Technology startups can be filled with big egos and difficult personalities, but those who worked with Doug Pihl remember him as thoughtful and supportive of other people's ideas and pleasant to be around.
Pihl, who made thousands of local investors wealthy through pioneering Minnesota-based high-technology companies, died of cancer July 28. He was 81.
Pihl and his sister, Audrey, were raised in Minneapolis by father Carl-Oscar Malcolm Pihl, a tool maker at Honeywell, and mother Colona. Later cousin Mary Jane Johnson Olson also helped raise them after Colona Pihl was quarantined with tuberculosis.
Pihl graduated from Washburn High School, studied physics and engineering at the University of Minnesota and started his career with Minnesota's budding computer industry at Data Display, Data 100 and Control Data.

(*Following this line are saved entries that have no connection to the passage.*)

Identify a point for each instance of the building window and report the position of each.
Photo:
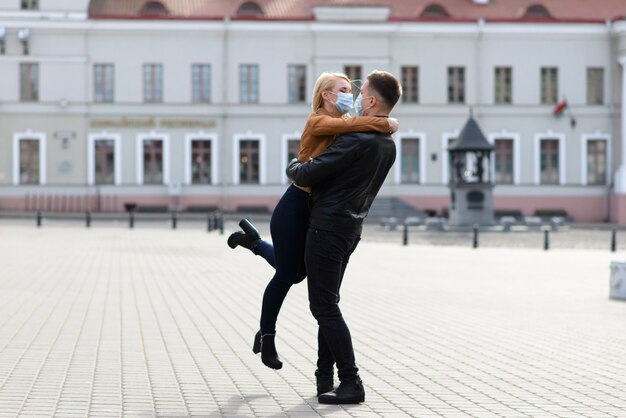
(152, 161)
(103, 83)
(354, 73)
(537, 11)
(153, 83)
(29, 161)
(29, 82)
(549, 85)
(201, 161)
(434, 10)
(456, 84)
(549, 164)
(595, 86)
(249, 162)
(250, 9)
(504, 161)
(410, 156)
(105, 161)
(154, 8)
(30, 4)
(297, 83)
(293, 149)
(596, 161)
(201, 83)
(503, 85)
(249, 83)
(410, 78)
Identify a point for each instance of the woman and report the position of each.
(332, 99)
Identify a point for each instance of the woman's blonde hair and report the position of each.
(325, 82)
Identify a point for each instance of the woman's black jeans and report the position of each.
(288, 227)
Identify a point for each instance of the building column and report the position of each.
(620, 174)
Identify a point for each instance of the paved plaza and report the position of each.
(110, 322)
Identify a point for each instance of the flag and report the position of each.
(560, 108)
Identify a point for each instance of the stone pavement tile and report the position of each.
(150, 321)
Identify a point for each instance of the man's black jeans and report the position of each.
(326, 257)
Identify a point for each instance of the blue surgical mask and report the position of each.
(358, 105)
(344, 102)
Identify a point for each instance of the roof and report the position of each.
(471, 138)
(400, 10)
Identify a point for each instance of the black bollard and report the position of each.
(405, 235)
(614, 240)
(475, 240)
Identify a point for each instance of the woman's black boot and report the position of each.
(247, 239)
(269, 356)
(324, 384)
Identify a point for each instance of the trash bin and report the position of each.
(617, 284)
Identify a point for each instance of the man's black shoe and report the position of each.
(348, 392)
(324, 384)
(256, 345)
(246, 240)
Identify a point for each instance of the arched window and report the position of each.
(249, 8)
(434, 10)
(537, 11)
(154, 8)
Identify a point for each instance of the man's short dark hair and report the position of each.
(386, 85)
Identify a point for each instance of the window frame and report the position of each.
(284, 149)
(201, 136)
(560, 137)
(91, 156)
(200, 99)
(141, 137)
(154, 66)
(39, 136)
(237, 138)
(517, 160)
(445, 169)
(397, 167)
(584, 139)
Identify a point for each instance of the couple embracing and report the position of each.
(317, 223)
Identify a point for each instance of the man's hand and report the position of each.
(291, 168)
(393, 125)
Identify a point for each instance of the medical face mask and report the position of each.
(344, 102)
(358, 105)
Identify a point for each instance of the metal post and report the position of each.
(405, 235)
(475, 240)
(614, 240)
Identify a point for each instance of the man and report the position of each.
(345, 180)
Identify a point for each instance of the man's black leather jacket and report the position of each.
(345, 179)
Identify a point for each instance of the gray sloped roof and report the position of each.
(471, 138)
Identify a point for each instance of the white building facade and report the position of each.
(195, 114)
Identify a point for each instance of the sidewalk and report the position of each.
(154, 322)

In 1979, Pihl entered the entrepreneurial world, starting Lee Data with some colleagues to make peripheral equipment for IBM's large computer systems. After several name changes, it eventually became part of networking software giant Oracle.
In 1990, Pihl founded NetStar, a computer networking equipment maker for supercomputers that also found uses for the emerging internet. Six years later the company was sold to California-based Ascend Communications for $300 million.

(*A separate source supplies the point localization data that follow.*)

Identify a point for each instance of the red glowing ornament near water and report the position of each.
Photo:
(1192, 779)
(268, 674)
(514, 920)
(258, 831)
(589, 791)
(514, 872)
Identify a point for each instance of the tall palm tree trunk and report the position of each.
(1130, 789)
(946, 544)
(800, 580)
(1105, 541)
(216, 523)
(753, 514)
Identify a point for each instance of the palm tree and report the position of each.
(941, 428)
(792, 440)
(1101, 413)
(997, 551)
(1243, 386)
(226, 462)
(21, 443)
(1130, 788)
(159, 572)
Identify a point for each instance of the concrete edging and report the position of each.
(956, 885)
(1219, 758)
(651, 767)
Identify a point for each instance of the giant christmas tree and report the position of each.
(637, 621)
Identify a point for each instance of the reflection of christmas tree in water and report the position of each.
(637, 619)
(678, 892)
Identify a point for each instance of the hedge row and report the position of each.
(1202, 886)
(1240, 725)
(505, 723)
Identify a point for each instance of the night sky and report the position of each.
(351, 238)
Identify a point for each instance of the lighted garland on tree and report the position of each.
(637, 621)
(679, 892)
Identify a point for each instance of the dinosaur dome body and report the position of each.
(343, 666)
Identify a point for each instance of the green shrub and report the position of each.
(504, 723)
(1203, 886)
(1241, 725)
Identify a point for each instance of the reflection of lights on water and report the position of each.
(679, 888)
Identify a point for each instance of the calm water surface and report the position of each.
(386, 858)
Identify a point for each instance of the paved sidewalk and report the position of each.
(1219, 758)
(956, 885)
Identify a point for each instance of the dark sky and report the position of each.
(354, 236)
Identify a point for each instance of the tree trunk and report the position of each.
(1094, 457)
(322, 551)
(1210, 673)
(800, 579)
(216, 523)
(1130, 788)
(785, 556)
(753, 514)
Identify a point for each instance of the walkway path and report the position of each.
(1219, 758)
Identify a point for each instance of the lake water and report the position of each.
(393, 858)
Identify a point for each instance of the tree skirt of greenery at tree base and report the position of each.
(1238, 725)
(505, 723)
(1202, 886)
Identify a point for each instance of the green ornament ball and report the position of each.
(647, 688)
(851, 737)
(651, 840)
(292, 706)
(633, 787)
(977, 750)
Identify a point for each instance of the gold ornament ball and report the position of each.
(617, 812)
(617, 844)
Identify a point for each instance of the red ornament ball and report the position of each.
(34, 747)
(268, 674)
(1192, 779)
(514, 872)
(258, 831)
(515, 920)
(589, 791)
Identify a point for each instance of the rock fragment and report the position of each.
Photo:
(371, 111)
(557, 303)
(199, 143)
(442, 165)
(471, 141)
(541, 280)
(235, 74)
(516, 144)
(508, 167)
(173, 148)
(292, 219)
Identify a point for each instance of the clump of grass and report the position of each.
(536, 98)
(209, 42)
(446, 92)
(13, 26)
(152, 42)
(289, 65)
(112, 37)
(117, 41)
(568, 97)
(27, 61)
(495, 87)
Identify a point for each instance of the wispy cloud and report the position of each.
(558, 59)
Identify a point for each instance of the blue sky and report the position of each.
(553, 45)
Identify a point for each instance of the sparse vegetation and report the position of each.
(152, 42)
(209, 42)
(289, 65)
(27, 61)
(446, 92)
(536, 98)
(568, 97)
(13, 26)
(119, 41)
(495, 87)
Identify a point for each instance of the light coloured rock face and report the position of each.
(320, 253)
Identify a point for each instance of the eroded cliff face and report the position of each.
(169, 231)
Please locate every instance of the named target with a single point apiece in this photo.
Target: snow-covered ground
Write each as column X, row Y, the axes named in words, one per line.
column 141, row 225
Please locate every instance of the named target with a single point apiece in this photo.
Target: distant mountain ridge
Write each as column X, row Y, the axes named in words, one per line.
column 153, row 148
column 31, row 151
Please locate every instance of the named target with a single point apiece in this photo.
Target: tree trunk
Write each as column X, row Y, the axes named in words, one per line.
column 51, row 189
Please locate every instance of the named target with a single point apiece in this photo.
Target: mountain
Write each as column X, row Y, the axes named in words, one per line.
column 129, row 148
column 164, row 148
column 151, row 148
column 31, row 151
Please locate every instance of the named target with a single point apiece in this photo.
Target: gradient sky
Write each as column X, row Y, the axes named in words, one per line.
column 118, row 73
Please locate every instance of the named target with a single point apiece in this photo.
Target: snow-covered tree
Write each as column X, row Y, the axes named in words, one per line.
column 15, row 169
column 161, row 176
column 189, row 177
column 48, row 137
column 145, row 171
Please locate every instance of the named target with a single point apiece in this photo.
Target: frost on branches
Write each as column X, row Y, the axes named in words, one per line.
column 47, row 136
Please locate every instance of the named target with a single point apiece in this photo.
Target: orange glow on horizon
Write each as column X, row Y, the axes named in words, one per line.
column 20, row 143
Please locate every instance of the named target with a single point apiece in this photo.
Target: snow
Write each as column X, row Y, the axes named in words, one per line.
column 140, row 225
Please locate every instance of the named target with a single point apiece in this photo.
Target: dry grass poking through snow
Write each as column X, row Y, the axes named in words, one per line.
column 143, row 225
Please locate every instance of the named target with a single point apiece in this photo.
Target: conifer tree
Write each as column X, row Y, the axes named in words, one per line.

Later, Pihl became chairman of RocketChips, helping that company raise money and develop a high-speed communications computer chip. In was acquired by California-based Xilinx Inc. in 2000 for more than $200 million.
"He was always going for the big hit; he never wanted to do something in a small way," said Ron Thomas, who worked with Pihl for a number of years and served on some of the same boards.